Природа оказалась немилостивой к Ивану Антоновичу. Тяжелые, всепогодные экспедиции, изнурительный, на полном напряжении сил труд подорвали даже его могучее здоровье. В письмах начинают проскальзывать мысли о пределах человеческих возможностей, о смерти как неизбежном итоге жизни. Впрочем, и этим, казалось бы, заведомо пессимистическим мыслям Иван Антонович умеет придать философский смысл, старается не отнять бодрости у друзей, сознавая, что не может их не опечалить:

“Абрамцево, 16 июля 1959. Дмитревскому.

…До чего же мы все живем под прессом — то страха (общего) атомной войны, то — рака (личного и узкосемейного). Ей-богу, лучше быть потупее… впрочем, как подумаешь, что зато исчез бы весь широкий и интереснейший мир, нет, не лучше! Расплачиваться все равно неизбежно и за то и за другое, только по-разному… Когда Вы излечитесь от Вашей светлой романтики, Владимир Иванович, дорогой? Впрочем, не излечивайтесь, не нужно — лучше прожить наивным соколом, чем софистической змеей…”

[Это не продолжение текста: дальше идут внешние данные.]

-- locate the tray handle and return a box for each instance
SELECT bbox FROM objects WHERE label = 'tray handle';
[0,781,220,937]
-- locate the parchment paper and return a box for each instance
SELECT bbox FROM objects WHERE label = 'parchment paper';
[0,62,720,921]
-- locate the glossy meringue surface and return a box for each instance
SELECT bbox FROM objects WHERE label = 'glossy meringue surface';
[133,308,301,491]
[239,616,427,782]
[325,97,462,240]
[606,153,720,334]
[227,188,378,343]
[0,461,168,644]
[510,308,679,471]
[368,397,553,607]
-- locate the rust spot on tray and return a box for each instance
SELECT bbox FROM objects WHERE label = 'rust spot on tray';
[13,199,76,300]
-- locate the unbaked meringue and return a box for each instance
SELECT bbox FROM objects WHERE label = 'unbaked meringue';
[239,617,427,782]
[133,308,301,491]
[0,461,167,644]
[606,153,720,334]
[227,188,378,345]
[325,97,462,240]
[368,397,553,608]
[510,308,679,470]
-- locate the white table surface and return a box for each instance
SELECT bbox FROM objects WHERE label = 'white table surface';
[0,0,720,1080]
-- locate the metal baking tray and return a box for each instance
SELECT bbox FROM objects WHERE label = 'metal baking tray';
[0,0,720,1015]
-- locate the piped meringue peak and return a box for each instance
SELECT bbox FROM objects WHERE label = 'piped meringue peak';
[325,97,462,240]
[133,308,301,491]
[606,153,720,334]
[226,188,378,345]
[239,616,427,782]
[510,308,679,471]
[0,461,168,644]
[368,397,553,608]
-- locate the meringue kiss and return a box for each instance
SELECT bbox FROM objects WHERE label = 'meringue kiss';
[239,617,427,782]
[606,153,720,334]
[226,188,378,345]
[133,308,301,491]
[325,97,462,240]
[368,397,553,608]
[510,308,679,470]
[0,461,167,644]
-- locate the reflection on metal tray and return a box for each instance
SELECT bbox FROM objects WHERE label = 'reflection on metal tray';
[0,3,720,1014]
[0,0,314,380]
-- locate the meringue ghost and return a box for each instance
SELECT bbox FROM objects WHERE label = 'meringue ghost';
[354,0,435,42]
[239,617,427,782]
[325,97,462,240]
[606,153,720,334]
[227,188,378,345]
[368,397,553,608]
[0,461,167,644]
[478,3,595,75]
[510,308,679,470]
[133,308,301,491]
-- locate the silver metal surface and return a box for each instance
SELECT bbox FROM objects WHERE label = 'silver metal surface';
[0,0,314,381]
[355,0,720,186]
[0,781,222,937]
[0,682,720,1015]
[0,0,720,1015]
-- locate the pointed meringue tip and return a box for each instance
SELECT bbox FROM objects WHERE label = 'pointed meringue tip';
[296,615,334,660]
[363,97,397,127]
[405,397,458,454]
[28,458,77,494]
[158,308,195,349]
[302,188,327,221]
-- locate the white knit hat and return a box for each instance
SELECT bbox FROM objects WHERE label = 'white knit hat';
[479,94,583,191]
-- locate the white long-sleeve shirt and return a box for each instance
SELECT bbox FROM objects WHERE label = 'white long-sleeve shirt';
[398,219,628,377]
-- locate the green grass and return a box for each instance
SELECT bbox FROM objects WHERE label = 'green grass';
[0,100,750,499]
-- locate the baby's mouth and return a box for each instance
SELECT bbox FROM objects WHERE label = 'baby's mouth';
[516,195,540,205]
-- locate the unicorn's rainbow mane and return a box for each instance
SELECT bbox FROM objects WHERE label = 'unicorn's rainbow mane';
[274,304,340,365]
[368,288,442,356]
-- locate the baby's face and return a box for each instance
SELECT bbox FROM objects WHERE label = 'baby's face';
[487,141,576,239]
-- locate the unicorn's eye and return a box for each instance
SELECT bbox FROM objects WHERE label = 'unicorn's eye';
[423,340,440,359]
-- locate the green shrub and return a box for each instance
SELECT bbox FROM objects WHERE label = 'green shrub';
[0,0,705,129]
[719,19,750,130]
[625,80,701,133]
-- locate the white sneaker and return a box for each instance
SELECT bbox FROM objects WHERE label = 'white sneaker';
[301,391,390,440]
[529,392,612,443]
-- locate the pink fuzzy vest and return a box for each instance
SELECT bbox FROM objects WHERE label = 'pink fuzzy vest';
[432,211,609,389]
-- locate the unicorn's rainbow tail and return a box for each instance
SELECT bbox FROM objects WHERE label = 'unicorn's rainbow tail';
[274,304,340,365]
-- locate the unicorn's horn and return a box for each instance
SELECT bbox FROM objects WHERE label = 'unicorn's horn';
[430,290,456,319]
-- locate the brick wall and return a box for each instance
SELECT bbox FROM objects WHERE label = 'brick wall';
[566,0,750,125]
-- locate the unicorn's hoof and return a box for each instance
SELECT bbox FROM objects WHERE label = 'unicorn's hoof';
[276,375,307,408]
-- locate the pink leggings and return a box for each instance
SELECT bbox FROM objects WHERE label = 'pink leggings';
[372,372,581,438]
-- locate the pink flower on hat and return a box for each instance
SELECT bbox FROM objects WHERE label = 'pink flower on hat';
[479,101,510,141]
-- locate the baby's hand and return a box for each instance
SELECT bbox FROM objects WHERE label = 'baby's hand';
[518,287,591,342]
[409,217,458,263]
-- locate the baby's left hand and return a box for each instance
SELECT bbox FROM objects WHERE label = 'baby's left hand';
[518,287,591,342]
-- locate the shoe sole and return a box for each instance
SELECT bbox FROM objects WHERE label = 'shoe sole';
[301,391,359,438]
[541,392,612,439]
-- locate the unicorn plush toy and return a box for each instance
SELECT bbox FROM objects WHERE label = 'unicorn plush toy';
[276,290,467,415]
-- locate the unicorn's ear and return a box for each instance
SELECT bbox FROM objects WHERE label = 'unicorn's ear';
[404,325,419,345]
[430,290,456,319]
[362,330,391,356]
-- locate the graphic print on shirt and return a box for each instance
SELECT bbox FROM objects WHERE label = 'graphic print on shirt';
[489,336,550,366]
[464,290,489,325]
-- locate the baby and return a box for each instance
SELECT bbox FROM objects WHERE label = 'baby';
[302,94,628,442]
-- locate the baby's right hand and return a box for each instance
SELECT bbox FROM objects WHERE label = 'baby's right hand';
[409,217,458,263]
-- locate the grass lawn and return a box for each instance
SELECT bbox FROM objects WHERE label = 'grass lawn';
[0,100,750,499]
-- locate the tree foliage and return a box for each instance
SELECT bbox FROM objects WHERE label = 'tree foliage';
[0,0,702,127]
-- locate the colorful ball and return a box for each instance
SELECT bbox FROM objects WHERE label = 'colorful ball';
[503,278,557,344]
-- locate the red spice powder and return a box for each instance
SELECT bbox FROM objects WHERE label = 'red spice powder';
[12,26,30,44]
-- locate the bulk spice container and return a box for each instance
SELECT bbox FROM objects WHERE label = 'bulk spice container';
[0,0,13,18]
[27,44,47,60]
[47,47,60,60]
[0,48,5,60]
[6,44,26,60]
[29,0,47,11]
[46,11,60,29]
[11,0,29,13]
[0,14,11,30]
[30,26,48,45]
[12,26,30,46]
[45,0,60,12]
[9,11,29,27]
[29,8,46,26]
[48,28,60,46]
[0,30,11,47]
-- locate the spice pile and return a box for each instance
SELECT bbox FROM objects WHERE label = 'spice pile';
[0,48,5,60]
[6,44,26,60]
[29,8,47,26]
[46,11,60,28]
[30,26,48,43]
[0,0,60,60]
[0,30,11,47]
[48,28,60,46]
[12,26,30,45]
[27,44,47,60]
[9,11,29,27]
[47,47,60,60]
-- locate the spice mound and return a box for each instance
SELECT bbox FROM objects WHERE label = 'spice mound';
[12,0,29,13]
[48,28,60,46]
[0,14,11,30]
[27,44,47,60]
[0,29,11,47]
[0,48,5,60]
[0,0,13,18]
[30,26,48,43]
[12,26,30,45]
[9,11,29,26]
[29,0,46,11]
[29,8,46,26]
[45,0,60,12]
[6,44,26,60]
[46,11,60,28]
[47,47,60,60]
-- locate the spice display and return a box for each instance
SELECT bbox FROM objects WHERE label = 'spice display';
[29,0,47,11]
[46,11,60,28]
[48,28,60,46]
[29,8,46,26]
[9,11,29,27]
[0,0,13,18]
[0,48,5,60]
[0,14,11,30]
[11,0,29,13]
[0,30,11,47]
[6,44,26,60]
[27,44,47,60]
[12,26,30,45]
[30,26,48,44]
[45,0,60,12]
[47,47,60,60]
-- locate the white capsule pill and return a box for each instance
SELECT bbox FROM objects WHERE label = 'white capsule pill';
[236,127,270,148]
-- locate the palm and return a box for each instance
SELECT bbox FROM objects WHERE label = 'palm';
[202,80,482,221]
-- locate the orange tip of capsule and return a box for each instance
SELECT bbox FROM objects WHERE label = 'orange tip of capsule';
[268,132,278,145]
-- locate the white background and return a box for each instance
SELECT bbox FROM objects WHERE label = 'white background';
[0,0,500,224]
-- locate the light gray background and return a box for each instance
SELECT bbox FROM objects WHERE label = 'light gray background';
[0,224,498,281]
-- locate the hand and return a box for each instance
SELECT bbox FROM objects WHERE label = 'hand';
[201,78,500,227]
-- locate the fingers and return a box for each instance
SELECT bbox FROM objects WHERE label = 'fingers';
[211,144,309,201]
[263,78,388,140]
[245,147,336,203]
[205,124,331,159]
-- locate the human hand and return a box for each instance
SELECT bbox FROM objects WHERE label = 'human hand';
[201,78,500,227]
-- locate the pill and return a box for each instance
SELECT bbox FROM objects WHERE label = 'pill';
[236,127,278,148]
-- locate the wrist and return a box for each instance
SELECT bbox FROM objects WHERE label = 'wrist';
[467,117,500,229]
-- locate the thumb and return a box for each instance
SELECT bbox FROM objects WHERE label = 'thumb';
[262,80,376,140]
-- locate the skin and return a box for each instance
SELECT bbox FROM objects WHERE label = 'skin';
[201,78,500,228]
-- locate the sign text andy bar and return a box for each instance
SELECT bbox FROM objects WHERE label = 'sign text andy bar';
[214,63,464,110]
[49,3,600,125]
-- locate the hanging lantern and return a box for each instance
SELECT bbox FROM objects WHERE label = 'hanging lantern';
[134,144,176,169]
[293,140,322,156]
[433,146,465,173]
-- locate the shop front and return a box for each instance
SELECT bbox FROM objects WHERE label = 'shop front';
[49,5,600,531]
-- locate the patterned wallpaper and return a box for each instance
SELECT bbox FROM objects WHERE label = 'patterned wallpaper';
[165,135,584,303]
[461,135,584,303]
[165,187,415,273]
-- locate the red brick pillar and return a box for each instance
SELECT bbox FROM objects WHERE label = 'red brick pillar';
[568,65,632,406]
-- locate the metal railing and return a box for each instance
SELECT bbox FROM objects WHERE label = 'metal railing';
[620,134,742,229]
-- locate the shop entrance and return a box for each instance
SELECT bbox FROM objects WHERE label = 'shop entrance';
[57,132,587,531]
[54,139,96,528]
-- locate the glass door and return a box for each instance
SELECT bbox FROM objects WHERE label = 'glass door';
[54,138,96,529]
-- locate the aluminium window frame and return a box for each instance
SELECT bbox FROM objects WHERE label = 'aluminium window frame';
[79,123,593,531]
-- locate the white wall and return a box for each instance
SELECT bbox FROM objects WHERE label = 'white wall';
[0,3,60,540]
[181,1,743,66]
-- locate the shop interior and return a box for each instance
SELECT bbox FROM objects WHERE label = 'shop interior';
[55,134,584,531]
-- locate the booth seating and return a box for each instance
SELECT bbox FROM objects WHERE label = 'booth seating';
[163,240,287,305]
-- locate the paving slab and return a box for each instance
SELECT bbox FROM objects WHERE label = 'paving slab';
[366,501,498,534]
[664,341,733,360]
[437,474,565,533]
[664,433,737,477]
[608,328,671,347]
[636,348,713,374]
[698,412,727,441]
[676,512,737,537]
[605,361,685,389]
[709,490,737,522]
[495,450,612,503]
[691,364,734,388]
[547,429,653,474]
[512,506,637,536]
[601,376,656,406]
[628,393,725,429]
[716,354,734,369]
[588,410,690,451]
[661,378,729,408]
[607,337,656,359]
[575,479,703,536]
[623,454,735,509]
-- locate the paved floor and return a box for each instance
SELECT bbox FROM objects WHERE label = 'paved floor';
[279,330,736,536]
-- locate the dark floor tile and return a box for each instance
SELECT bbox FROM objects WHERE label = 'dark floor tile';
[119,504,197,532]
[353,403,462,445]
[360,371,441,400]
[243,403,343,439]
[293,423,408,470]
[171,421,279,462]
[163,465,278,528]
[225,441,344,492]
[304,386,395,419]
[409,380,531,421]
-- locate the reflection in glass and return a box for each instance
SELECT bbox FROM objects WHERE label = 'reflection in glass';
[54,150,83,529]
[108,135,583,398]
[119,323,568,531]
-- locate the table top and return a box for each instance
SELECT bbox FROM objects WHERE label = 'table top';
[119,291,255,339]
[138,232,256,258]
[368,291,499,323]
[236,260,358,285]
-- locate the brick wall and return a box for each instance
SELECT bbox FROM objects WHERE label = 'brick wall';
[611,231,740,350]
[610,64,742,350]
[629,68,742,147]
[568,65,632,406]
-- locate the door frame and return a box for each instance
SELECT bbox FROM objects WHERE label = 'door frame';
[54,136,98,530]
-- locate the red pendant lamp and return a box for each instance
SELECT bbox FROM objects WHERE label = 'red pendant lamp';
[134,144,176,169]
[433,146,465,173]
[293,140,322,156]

“Абрамцево, 20.06.60. Дмитревскому.

Как силен вечный человеческий протест против неизбежности смерти и когда же наконец мы сможем преодолеть его? Что тут надо — веру в науку или какую-то особенную религию, вроде индусской? Но и в последней ведь смерть только тогда освобождение, когда мудрец уходит из жизни в экстазе — самадхи, якобы в соединении с божеством…”

Совсем малый круг друзей посвящен в истинную картину его здоровья. Какая же сила духа нужна, чтобы писать о себе самом так доверительно и спокойно:

“Москва, 6 марта 1967. Дмитревскому.

…Должен предупредить Вас, что это письмо — только Вам, как пишут в английской секретной службе, судя по Джеймсу Бонду — “фор йор айз онли” — только для Ваших глаз… В последней моей кардиограмме произошло ухудшение… Само по себе это не непосредственная опасность, но в совокупности со всем, что есть, — неважно. Энергии не осталось — броненосец тонет.

Кроме шуток, у меня ощущение, что я как хороший броненосец, с большой силой машин, запасом плавучести и т. д., но получивший пробоину, которую никак не могут заделать… И вот медленно, но верно заполняется водой один отсек за другим и корабль садится все глубже в воду. Он еще идет, но скорости набрать нельзя — выдавятся переборки, и сразу пойдешь ко дну, поэтому броненосец идет медленно, почти с торжественной обреченностью, погружаясь, но с виду все такой же тяжелый и сильный. А в рубке управления мечется, пытаясь что-то сделать, капитан — мой Тасенок (Т. И. Ефремова. — Ф.Д.) и экипаж из моих друзей, готовых сделать, что возможно, кроме главного — пробоина не заделываемая. Так и у меня — с каждой новой кардиограммой смотришь, как выполаживаются одни зубцы, опускаются другие, расползаются вширь, осложняясь дополнительными, третьи. Эту картину я отчетливо вижу и сам. Это — не паника, не внезапный припадок слабости или меланхолии, просто облеклось в поэтический образ мое заболевание. И не говорите ничего никому, ведь сколько осталось плавучести — величина неопределенная, зависит от общей жизненности организма, и может быть, не так уж скоро, кое-что, во всяком случае, успею сделать — это я как-то внутренним чутьем понимаю, хоть и не исключаю возможности внезапного поворота событий — но ведь это уже опасение кирпича на голову и потому не принимается во внимание. Как-то всегда привлекал меня один эпизод из Цусимского боя. Когда броненосец “Сисой Великий”, подбитый, с испорченными машинами, спасаясь от японцев, встретил крейсер “Владимир Мономах” и поднял сигнал: “тону, прошу принять команду на борт”. И на мачтах крейсера взвились флаги ответного сигнала: “сам через час пойду ко дну”. Мой броненосец пока не отвечает этим сигналом людям, введенным в заблуждение моей всегдашней бодростью, но дело к тому пошло за последний год довольно быстро… “фор йор айз онли” кончилось”.